Training time increasing with steps

Nemfor · November 11, 2021, 2:30pm

Hello! I have the next problem: my torch model slows down by the end of an epoch and starts to perform well in a new epoch.
So, I use tqdm to measure iter/second performance and have the next picture: at start of training performance is about 20 iter/sec, but it slows down with increasing iteration number and finished with about 4it/sec. In new epoch it start again from 20 and return to 4 by the end. I remove all from training loop, now that is like in pytorch tutorial, no any additional steps.
Use Dataloader with num_workes>1 + pin_memory, I have about 250 GB of data, which pass to Loader init, so my Dataset just returns index, no any loading data from disk and no transformations, all data stored in init in the way it passed to forward.
How can i find this bottleneck of my model?

ptrblck · November 12, 2021, 6:47am

Could you check if you are appending some tensors to a list and could thus be storing the computation graphs throughout the epoch? This should be visible in an increased memory usage in the first epoch. Also, are you using backward(retain_graph=True) or any other “special” setup?

Nemfor · November 12, 2021, 6:57am

Thanks for the answer!
I haven’t seen anything strange in the training loop:

    with tqdm(total=len(train_generator)) as prbar:
        for batch_idx, batch in enumerate(train_generator, 1):
            output = self._model(batch[:3]).squeeze(dim=1)
            target = batch[3].to(self._device)
            loss = loss_func(output, target)
            loss.backward()
            optimizer.step()
            optimizer.zero_grad()

            total_loss += float(loss.item()) * target.size(0)
            y_true.extend(list(target.data.cpu().numpy()))
            y_pred.extend(list(output.data.cpu().numpy()))
            l1_part += float(l1_weight * weights_norm_1 / float(loss) * 100)
            l2_part += float(l2_weight * weights_norm_2 / float(loss) * 100)

Can any things be in the impelemnted model class that can slows the perofmance?

ptrblck · November 12, 2021, 7:14am

Where are these values or tensors coming from?

            l1_part += float(l1_weight * weights_norm_1 / float(loss) * 100)
            l2_part += float(l2_weight * weights_norm_2 / float(loss) * 100)

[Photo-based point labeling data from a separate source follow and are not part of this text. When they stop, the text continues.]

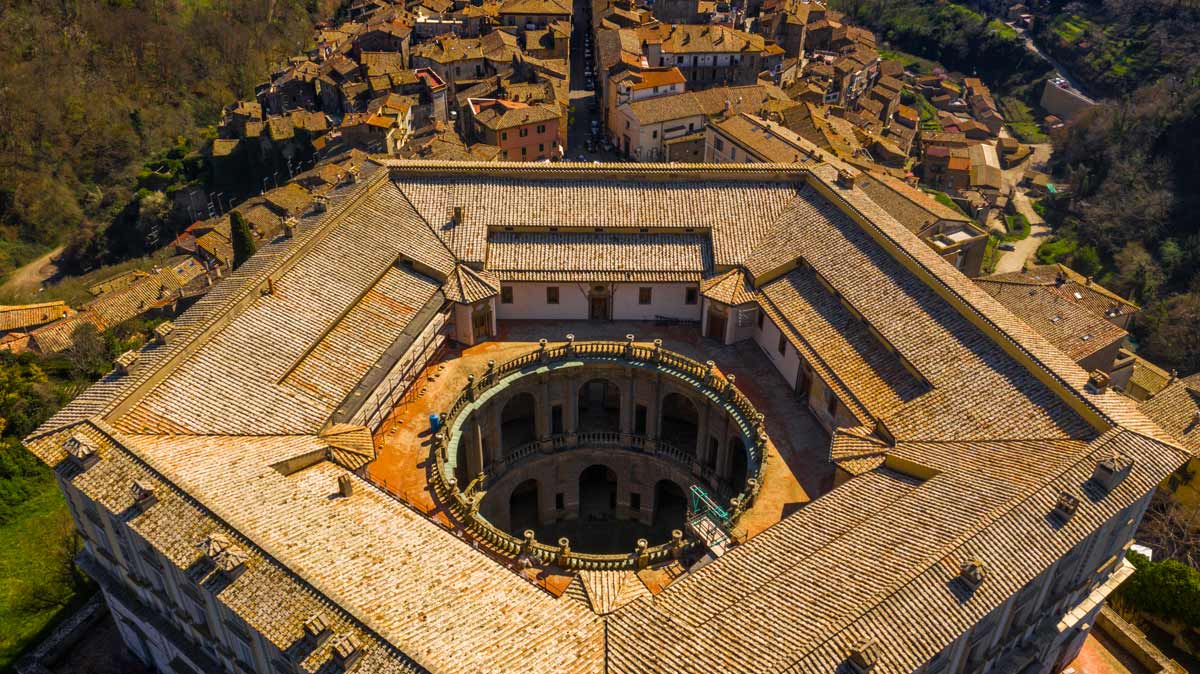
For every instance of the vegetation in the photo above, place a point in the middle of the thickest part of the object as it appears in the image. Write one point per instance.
(243, 240)
(1120, 44)
(1133, 167)
(949, 34)
(1021, 121)
(1168, 589)
(106, 107)
(943, 199)
(1018, 228)
(37, 542)
(911, 61)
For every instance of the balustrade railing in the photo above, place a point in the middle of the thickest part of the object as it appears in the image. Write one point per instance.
(463, 505)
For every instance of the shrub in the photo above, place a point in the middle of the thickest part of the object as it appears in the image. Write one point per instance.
(1167, 589)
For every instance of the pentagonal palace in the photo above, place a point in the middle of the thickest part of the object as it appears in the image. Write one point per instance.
(563, 417)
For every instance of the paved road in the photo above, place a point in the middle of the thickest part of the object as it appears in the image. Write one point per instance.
(1026, 248)
(29, 278)
(1033, 49)
(582, 101)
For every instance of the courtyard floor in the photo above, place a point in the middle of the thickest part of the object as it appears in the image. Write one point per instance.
(796, 469)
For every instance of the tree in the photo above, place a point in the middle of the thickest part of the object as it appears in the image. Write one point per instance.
(243, 240)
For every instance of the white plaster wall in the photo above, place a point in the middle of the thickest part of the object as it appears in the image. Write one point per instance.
(789, 363)
(666, 299)
(529, 302)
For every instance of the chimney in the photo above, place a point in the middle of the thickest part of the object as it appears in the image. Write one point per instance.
(1098, 381)
(972, 573)
(316, 627)
(126, 362)
(82, 451)
(163, 331)
(143, 494)
(1066, 506)
(1110, 471)
(864, 655)
(347, 650)
(223, 553)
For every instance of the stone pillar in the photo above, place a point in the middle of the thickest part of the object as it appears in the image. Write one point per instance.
(474, 439)
(703, 410)
(495, 432)
(570, 495)
(571, 405)
(723, 456)
(541, 407)
(652, 410)
(546, 512)
(627, 404)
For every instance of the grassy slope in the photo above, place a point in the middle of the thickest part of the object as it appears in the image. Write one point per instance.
(33, 591)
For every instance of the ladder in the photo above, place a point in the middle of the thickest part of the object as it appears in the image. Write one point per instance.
(708, 521)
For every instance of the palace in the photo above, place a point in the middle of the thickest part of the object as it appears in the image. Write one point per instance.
(785, 433)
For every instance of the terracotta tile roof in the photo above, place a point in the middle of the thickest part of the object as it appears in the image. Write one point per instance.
(913, 208)
(1075, 330)
(1175, 408)
(612, 253)
(467, 286)
(16, 317)
(1002, 420)
(731, 288)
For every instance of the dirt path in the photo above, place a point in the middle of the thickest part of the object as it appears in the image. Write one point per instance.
(30, 277)
(1025, 250)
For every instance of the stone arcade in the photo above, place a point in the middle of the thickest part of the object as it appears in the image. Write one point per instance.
(233, 485)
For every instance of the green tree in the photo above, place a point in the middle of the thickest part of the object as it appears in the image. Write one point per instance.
(243, 240)
(1086, 260)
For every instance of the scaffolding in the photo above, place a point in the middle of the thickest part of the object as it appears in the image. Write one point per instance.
(708, 521)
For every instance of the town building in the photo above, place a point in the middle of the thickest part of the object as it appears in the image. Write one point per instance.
(222, 476)
(709, 55)
(521, 131)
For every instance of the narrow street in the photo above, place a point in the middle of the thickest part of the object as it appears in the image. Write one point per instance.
(585, 103)
(1033, 49)
(1025, 250)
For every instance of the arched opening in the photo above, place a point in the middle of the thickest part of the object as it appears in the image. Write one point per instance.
(523, 506)
(738, 463)
(598, 494)
(679, 422)
(599, 407)
(670, 507)
(517, 422)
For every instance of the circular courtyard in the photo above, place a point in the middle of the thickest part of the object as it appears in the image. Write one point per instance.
(595, 452)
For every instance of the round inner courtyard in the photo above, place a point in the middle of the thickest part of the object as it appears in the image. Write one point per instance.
(599, 452)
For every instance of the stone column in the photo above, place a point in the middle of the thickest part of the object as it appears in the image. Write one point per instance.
(703, 410)
(627, 404)
(571, 405)
(495, 432)
(723, 456)
(652, 410)
(541, 407)
(474, 439)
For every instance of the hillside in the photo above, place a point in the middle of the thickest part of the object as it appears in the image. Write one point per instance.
(93, 91)
(1117, 46)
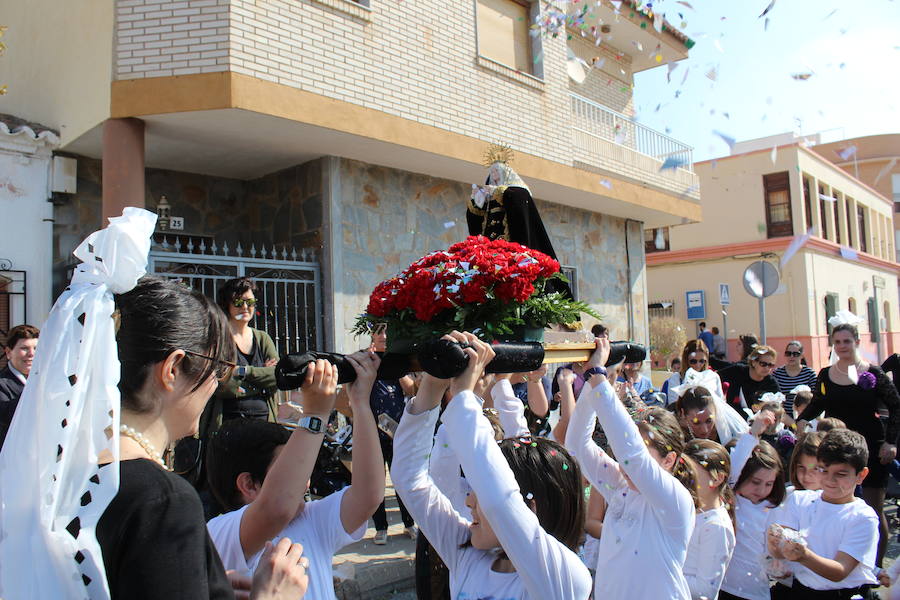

Could you check if some of them are attached to a computation graph and would thus have a valid .grad_fn?
If so, detach() them before accumulating.

Yes, if your model increases the workload in each iteration e.g. by using longer sequences or by backpropagating through all previous iterations, you would see a slowdown.

Nemfor · November 12, 2021, 7:18am

This parts is just additional regularization + sample weights:
if use_weights:
weights = batch[4].to(self._device)
loss = (loss * weights).mean()
if l1_weight:
weights_norm_1 = 0
for i, params in enumerate(self._model.parameters(), 0):
if i != 0: # not embedding layer
weights_norm_1 += torch.norm(params, 1)
loss = loss + l1_weight * weights_norm_1
Where can I use .grad_fn to understand if they have childs?

List item

ptrblck · November 12, 2021, 7:21am

You can print it directly as it’s a tensor attribute:

print(loss.grad_fn)
print(l1_weight.grad_fn)
...

Nemfor · November 12, 2021, 7:22am

Thanks, will try to do this.
We have two similar models (torch/keras) and now keras performs two times faster (keras ~ 23 min per epoch/ torch ~ 40-50 min) that looks a bit strange.